Darilaut – Suhu permukaan laut atau sea surface temperatures (SST) di Eropa mencapai rekor tertinggi di bulan Juli 2026. Dengan kondisi seperti itu dapat menyebabkan gangguan pada biota laut. Selain itu, SST yang tinggi dapat memengaruhi fenomena iklim regional.
WWA meninjau empat wilayah berbeda yang mengalami suhu permukaan laut sangat tinggi tahun ini: Celtic dan Selat Bristol; Teluk Biscay dan Semenanjung Iberia; Mediterania Barat dan Mediterania Timur.
Berikut ini temuan utama World Weather Attribution (WWA) yang telah melakukan analisis suhu permukaan laut di Eropa.
• Suhu permukaan laut (SST) yang sangat tinggi dan gelombang panas laut memiliki dampak bencana bagi ekosistem laut, yang menyebabkan kematian massal pada spesies pembentuk habitat seperti karang, spons, dan makroalga. Hilangnya spesies fondasi semacam itu berdampak pada struktur dan fungsi seluruh ekosistem. Dengan demikian, peristiwa kematian massal akibat panas ekstrem dapat memicu kematian massal lebih lanjut di sepanjang rantai makanan yang melibatkan invertebrata, ikan, burung laut, dan mamalia laut.

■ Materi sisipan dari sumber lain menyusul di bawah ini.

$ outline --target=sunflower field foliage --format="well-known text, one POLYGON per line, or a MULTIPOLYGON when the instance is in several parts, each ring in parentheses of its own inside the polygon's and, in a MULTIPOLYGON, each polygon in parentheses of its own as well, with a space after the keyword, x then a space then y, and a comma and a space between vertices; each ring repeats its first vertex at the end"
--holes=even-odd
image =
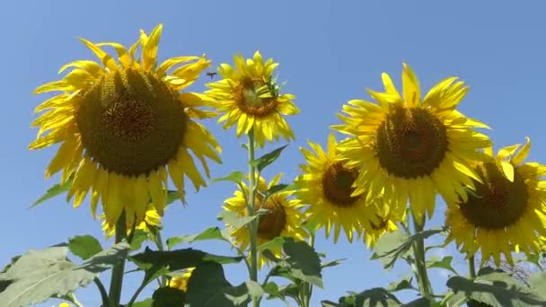
POLYGON ((83 306, 75 291, 93 284, 103 307, 310 307, 322 271, 343 262, 315 250, 321 233, 332 244, 347 240, 372 250, 372 259, 362 261, 385 271, 407 266, 410 273, 322 301, 324 307, 546 306, 546 165, 527 160, 529 137, 495 144, 487 124, 461 112, 469 92, 463 81, 446 76, 425 90, 403 64, 401 80, 382 74, 383 88, 347 101, 322 139, 297 149, 286 120, 299 113, 296 96, 285 92, 278 63, 260 51, 216 68, 206 55, 160 63, 162 30, 141 30, 128 48, 80 39, 96 58, 63 66, 62 79, 34 91, 53 94, 36 107, 38 133, 29 148, 57 149, 45 177, 58 174, 60 181, 33 206, 63 196, 79 207, 87 199, 111 245, 77 235, 14 256, 0 273, 0 306, 50 298, 83 306), (205 75, 211 76, 207 90, 192 92, 205 75), (221 145, 229 141, 217 140, 206 118, 234 130, 248 170, 211 178, 211 168, 228 162, 221 145), (265 152, 270 145, 277 149, 265 152), (304 163, 295 165, 299 174, 278 170, 264 177, 286 151, 303 155, 304 163), (163 238, 165 208, 190 206, 187 189, 198 192, 218 181, 233 191, 217 206, 224 226, 163 238), (435 215, 444 225, 427 227, 435 215), (432 236, 444 243, 426 244, 432 236), (191 247, 207 241, 233 252, 191 247), (460 255, 427 254, 448 244, 468 271, 452 266, 460 255), (528 285, 500 268, 521 262, 539 268, 528 285), (226 276, 233 264, 246 269, 245 282, 226 276), (436 291, 431 268, 449 273, 445 291, 436 291), (138 274, 137 289, 123 287, 138 274), (141 295, 145 288, 151 297, 141 295), (417 299, 401 302, 401 290, 417 299), (121 302, 128 291, 130 300, 121 302))

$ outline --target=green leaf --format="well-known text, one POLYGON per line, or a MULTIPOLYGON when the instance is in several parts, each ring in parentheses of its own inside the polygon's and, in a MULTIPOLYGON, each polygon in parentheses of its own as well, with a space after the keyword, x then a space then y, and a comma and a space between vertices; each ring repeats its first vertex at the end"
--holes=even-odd
POLYGON ((38 198, 38 200, 36 200, 34 202, 34 204, 32 204, 31 206, 31 208, 35 207, 36 206, 43 203, 46 200, 51 199, 55 197, 57 197, 57 195, 63 194, 66 191, 68 191, 68 189, 70 189, 70 186, 72 186, 72 180, 71 178, 66 180, 66 181, 65 182, 65 184, 56 184, 53 187, 48 189, 48 190, 46 191, 46 194, 44 194, 41 197, 38 198))
POLYGON ((172 237, 167 239, 167 248, 169 250, 172 249, 177 244, 187 242, 192 243, 196 241, 206 241, 206 240, 221 240, 221 241, 229 241, 226 236, 227 233, 220 230, 218 227, 210 227, 203 231, 201 233, 198 234, 186 234, 181 235, 178 237, 172 237))
POLYGON ((175 250, 151 250, 146 248, 144 252, 129 257, 129 259, 140 268, 165 267, 170 271, 194 268, 203 261, 215 261, 221 264, 237 263, 242 257, 218 256, 199 250, 183 249, 175 250))
POLYGON ((102 246, 93 236, 85 234, 68 239, 68 249, 73 254, 86 260, 94 254, 101 252, 102 246))
POLYGON ((546 272, 536 272, 531 275, 531 288, 546 298, 546 272))
POLYGON ((452 302, 467 297, 492 306, 546 306, 546 301, 532 289, 524 286, 508 274, 491 268, 480 269, 474 280, 451 277, 447 286, 455 294, 452 302))
POLYGON ((416 290, 416 288, 413 286, 413 285, 411 285, 412 281, 413 281, 412 276, 404 277, 401 280, 389 284, 389 285, 387 286, 387 291, 396 292, 396 291, 408 290, 408 289, 416 290))
POLYGON ((244 179, 244 173, 241 171, 235 171, 229 175, 222 178, 216 178, 212 180, 213 183, 219 181, 231 181, 234 183, 240 183, 244 179))
POLYGON ((448 271, 454 273, 455 275, 459 275, 457 271, 451 266, 451 261, 454 259, 452 256, 445 256, 441 260, 431 260, 427 261, 427 268, 445 268, 448 271))
POLYGON ((122 242, 101 251, 78 266, 66 259, 68 248, 29 250, 0 274, 0 306, 27 306, 62 297, 86 286, 98 273, 119 263, 129 249, 122 242))
POLYGON ((264 155, 262 155, 261 157, 251 161, 250 164, 251 166, 254 166, 258 169, 258 171, 263 171, 268 165, 271 164, 272 162, 275 162, 275 160, 277 160, 280 154, 282 153, 283 149, 286 148, 288 145, 286 145, 284 146, 280 146, 264 155))
POLYGON ((401 231, 387 233, 375 245, 375 253, 372 259, 380 259, 386 270, 390 270, 399 258, 405 258, 414 242, 425 240, 433 234, 445 231, 445 227, 433 228, 408 236, 401 231))
POLYGON ((245 226, 247 224, 252 222, 258 215, 251 216, 239 216, 234 212, 232 211, 222 211, 218 214, 218 219, 224 221, 224 223, 239 229, 241 227, 245 226))
POLYGON ((250 299, 247 284, 233 286, 225 279, 222 266, 215 262, 197 266, 188 281, 186 303, 190 306, 246 306, 250 299))
MULTIPOLYGON (((303 241, 295 241, 288 237, 276 238, 260 246, 260 249, 265 250, 264 246, 273 247, 279 242, 282 242, 282 250, 286 257, 274 259, 276 269, 271 275, 291 280, 303 280, 321 288, 321 259, 314 249, 303 241)), ((265 251, 264 254, 267 254, 265 251)))
POLYGON ((152 295, 152 307, 183 307, 186 293, 182 290, 163 286, 157 288, 152 295))

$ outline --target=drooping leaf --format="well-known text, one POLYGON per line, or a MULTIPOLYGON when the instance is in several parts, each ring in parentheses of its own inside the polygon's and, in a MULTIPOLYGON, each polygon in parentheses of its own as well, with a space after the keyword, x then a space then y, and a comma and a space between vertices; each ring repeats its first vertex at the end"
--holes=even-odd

• Gelombang panas laut dapat membuat kondisi lokal menjadi semakin tidak sesuai bagi spesies laut yang beradaptasi dengan suhu historis, sehingga mendorong pergeseran sebaran spesies, perubahan komposisi komunitas, dan penggantian spesies oleh organisme yang lebih toleran terhadap suhu hangat. Dampak ini bisa sangat terasa pada spesies bentik dan demersal yang memiliki kemampuan terbatas untuk berpindah ke lokasi dengan suhu yang lebih sesuai, sehingga menjadikan ekosistem dasar laut sangat rentan terhadap pemanasan dan suhu ekstrem.